Denham Place, which is set in 17 hectares (43 acres) of Buckinghamshire parkland designed by the 18th-century landscape architect Lancelot “Capability” Brown, is being sold by the multimillionaire cosmetics tycoon Mike Jatania.
The listing on Rightmove describes the house, built between 1688 and 1701, as an “exceptional residence [that] has been fully restored, and short of acquiring one of the crown estate royal palaces there is nothing of this grandeur or provenance so close to central London”.
The 28,525 sq ft property, described by the three estate agents selling it as “a private palace”, features “state room-style principal entertaining spaces” as well as a “family kitchen” and a professional catering kitchen.
Jatania, 58, who crystallised a $200m fortune selling his Lornamead cosmetics empire to Hong Kong’s Li & Fung in 2013, said he was hoping the fall in the value of the pound would entice super-rich US and Middle Eastern prospective buyers.
“In central London, the likes of Ken Griffin and other hedge fund managers have bought properties, so I’m sure the Americans will look at it,” Jatania, who has moved to tax-free Monaco, told Bloomberg. “There’s also been a lot of wealth created in the Middle East recently, and we know families there have a tradition of owning London homes.”
The house is being marketed by estate agents Savills, Knight Frank and Beauchamp Estates. Gary Hersham, the founding director of Beauchamp Estates, said: “With an illustrious provenance that includes royalty, a banking tycoon and famous film producers, Denham Place is a veritable trophy asset. Over the last three years, we have seen a significant rise in UHNW [ultra-high-net-worth] families seeking large country estates close to central London, providing them with the perfect home where they can completely control their living environment.”

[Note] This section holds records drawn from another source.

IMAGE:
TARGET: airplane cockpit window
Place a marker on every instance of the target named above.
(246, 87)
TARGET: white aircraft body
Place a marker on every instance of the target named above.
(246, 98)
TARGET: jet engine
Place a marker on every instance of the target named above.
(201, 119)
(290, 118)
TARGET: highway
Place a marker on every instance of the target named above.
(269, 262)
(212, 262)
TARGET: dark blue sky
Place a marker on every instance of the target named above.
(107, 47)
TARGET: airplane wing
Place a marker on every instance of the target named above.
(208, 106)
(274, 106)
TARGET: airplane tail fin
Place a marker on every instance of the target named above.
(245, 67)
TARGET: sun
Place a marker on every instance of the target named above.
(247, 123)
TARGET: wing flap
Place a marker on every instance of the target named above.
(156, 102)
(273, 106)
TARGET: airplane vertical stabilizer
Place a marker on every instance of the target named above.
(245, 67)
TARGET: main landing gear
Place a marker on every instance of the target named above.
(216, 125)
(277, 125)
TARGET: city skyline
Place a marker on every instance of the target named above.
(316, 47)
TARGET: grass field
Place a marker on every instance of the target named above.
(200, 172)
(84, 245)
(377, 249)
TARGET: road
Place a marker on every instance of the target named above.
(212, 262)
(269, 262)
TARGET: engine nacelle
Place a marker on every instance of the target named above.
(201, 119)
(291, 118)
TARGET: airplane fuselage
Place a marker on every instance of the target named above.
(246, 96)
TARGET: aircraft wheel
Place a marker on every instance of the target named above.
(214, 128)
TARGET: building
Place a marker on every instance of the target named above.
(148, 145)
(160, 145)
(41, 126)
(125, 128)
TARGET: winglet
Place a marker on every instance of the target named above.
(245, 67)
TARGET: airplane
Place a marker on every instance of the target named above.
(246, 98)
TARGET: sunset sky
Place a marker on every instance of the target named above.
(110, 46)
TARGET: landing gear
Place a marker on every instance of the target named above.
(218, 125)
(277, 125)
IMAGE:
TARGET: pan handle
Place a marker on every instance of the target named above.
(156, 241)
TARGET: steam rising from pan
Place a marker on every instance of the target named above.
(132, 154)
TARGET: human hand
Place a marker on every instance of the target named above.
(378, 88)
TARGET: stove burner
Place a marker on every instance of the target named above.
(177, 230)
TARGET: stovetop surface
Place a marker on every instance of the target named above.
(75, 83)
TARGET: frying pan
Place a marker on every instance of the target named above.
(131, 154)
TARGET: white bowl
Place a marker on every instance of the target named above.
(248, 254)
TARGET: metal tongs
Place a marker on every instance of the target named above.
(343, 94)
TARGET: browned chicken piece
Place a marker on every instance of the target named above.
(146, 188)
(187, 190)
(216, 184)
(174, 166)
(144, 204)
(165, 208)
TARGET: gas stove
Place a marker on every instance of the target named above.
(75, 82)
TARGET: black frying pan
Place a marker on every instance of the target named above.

Jatania, who is regularly named among Britain’s richest Asian people, is understood to have bought the house for about £20m in 2000 from the cigarette company Rothmans, which used the house as its international headquarters.
Over the years it has been home to members of the Bonaparte Imperial family, the US banker JP Morgan, the politician and movie financier Lord Robert Vansittart and Harry Saltzman, who co-produced the first nine James Bond films at Pinewood Studios, a 10-minute drive away.
He chose to set some James Bond scenes in the library of the house, according to a spokesman for Beauchamp Estates.
As well as the main house and grounds – which include a meadow, lake, orchard, formal sunken garden and walled garden – the property includes a Grade II-listed coach house, estate cottages, ancillary buildings and substantial garaging for vehicles.
There is planning consent to change the coach house into a “VIP health spa” including a gym, changing rooms, sauna, steam room, lounges, three treatment rooms, two wet-treatment rooms and a 15-metre outdoor swimming pool “that can be enclosed with a glass conservatory”.
This article was amended on 20 April 2023 to clarify that the information that Denham Place was used as a James Bond filming location was provided by Beauchamp Estates and could not be independently verified.